SARS update
Malaysian news
- Kuala Lumpur, MALAYSIA: Six more suspected cases of the Severe Acute Respiratory Syndrome (SARS) have been reported in the country, bringing the cumulative number of cases to 65 as of yesterday [Thursday].
Post-mortem findings on a 64-year-old man suspected of dying from SARS will also be available today.
- "The initial findings revealed that the patient died of heart failure and pneumonia complications but a re-examination will give us clear results before we can classify his death as a probable death from SARS," he [Health Ministry director-general Tan Sri Dr Mohamed Taha Arif] said.
Health Minister Datuk Chua Jui Meng, questioned on the man's death, today told the Dewan Rakyat (Lower House of Parliament) that the Health Ministry director-general "had already ordered a committee to be set up to determine whether the victim could be classified as a probable SARS case." Oh, right. We need a committee to decide whether the poor guy died of SARS?!
Reacting to criticism over his ministry's handling of the SARS issue, the minister was quoted as saying:
- "I have to say that the preparations that we have made to combat this problem ever since the WHO's worldwide health alert on March 12, is above what is required by the world body."
Malaysia Airlines, the country's national carrier, yesterday announced the cancellation of several flights to Hong Kong and Singapore due to the SARS situation.
The government has already advised Malaysians working in Singapore to take their annual leave and stay away from our southern neighbour.
World news
Yesterday, Singapore reported a fifth death from SARS, raising the global death toll to 80.
- The number of infections in the city state also rose, climbing by two to 100 and including a 20-year-old student, the Ministry of Health said.

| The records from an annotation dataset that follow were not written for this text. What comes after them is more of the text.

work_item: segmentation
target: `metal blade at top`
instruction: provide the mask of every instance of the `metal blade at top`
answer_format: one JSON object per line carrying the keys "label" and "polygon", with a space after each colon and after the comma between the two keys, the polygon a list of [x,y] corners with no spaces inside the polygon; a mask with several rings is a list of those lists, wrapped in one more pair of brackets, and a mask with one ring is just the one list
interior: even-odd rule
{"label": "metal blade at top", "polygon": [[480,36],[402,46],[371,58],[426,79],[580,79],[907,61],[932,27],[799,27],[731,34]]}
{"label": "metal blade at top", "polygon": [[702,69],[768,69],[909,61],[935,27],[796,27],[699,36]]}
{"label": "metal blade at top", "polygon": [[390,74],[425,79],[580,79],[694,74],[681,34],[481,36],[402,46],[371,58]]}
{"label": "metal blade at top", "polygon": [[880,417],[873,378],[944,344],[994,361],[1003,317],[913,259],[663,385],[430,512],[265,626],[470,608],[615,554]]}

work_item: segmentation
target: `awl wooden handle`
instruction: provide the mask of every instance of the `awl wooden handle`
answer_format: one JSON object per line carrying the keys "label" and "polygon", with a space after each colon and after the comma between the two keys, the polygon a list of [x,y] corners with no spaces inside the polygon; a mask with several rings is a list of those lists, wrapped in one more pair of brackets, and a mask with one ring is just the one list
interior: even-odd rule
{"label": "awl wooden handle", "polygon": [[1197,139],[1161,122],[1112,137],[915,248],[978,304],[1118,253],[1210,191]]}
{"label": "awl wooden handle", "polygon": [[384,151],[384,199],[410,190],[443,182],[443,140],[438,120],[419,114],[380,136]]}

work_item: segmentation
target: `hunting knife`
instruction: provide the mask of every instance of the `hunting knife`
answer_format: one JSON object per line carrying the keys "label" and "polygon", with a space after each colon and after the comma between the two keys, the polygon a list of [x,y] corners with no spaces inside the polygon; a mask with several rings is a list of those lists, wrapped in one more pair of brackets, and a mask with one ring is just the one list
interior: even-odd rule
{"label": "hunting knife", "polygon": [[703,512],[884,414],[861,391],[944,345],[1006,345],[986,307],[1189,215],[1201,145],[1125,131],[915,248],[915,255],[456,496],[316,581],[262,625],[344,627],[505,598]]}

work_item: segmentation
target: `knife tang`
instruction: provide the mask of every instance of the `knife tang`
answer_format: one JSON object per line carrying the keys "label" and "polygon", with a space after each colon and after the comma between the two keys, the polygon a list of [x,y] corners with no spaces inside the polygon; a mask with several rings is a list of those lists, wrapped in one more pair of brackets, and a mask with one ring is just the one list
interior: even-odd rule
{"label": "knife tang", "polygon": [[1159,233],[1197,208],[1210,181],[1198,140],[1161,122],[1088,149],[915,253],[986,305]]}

Sixty-three of these have recovered, but 12 are still in serious condition, and 609 are in quarantine.
Vietnam, which had seen no new cases in over a week, reported another new case yesterday:
- Vietnam, where the World Health Organization had thought the spread of the disease had been checked, reported its first new SARS case in more than a week, suggesting that it represented a new chain of transmission.
The case occurred in a man who was treated in a provincial hospital about two hours from Hanoi, which has been the center of the illness in Vietnam. The unexpected appearance of a new case raised the specter that the disease had spread into the countryside and might have infected health care workers in an area where infection control measures are substandard.
- A team of international scientists in southern China sought clues Friday to the "virological mystery'' of how a fatal flu-like illness started and spread, while new deaths were reported as far away as Canada.
The World Health Organization specialists planned to spend the coming days in Guangdong province talking to doctors, visiting hospitals and going to the town where the fist case of severe acute respiratory syndrome surfaced in November.
After the team arrived Thursday, provincial officials gave them information indicating that new cases of SARS were diminishing in the hard-hit region, team spokesman Chris Powell said.
The really bad news
Julie Gerberding, Director of US Centers for Disease Control and Prevention, has said that it will be difficult to contain the spread of SARS.
- It's too soon to tell whether a deadly new respiratory illness will become a global pandemic, but it would take extreme luck for it to be contained now, says the director of the U.S. Centers for Disease Control and Prevention.
Severe acute respiratory syndrome, or SARS, seems to be well contained in the United States, with 85 suspected cases in 27 states, little secondary spread and no deaths.
But it continues to grow globally, in numbers and geographically. There are more than 2,200 cases in 16 countries, and it has now reached a fourth continent - South America - with Brazil reporting its first case.
It's also worsening in Canada, where a seventh SARS patient died Thursday and a conference of 16,000 cancer experts was canceled out of fear that doctors would catch the disease and spread it to vulnerable cancer patients.